When my friend Andy’s son, David, was about six years old, he was obsessed with being a soldier, in that way that imaginative children have of living rather than just playing a game. In the right mood, David could be in role from the moment he opened his eyes in the morning, until his bedside light was turned out that night and he was “ordered” to go to sleep.
During this phase, there was a family celebration to which I was invited. We set off to stroll to a nearby pub for lunch. Well, most of us set off strolling. For David, this short walk along the A6 in Milnthorpe was a route march and, since he was chatting to me at the time (no doubt about soldierly concerns), I was striding along to keep up with him.

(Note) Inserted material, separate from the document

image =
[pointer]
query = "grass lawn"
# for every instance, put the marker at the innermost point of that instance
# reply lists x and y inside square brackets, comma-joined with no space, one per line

As we approached a busy junction, David’s dad and uncle, deep in conversation, were about twenty paces behind us. Andy spotted the upcoming hazard and called out:
“David! Hold Martin’s hand when you cross the road.”
The little soldier came to an abrupt, perfectly drilled, halt at the curb.
Hearing teenage children utter disdainful remarks about their parents is an uncomfortable experience. However, when the contempt for a beloved parent comes from a six-year-old, it’s a bit of a thrill to be his trustworthy pal.
“I don’t think soldiers hold hands, do they?” David put it to me, in a tone that implied ‘my father’s an idiot, but you and I know better.’
“David!” This time, Andy’s voice was louder, firmer, not to be disobeyed. It finally struck David that being a soldier was now in direct conflict with being a small boy.
The internal struggle writhed and wriggled across his brow. Soldier’s definitely don’t hold hands, but little boys have to do what their dads tell them. His small face scrunched up, while these two undeniable truths did battle in his head.
Then, all at once, he’d solved it: connected another two awkward pieces of life’s jigsaw.
The soldier and the boy could carry on living, side by side, inside him. He looked up at me and smiled, knowingly.
“I expect soldiers do hold hands when they cross a busy road,” he informed me.
Hand in hand, we marched safely to the other side.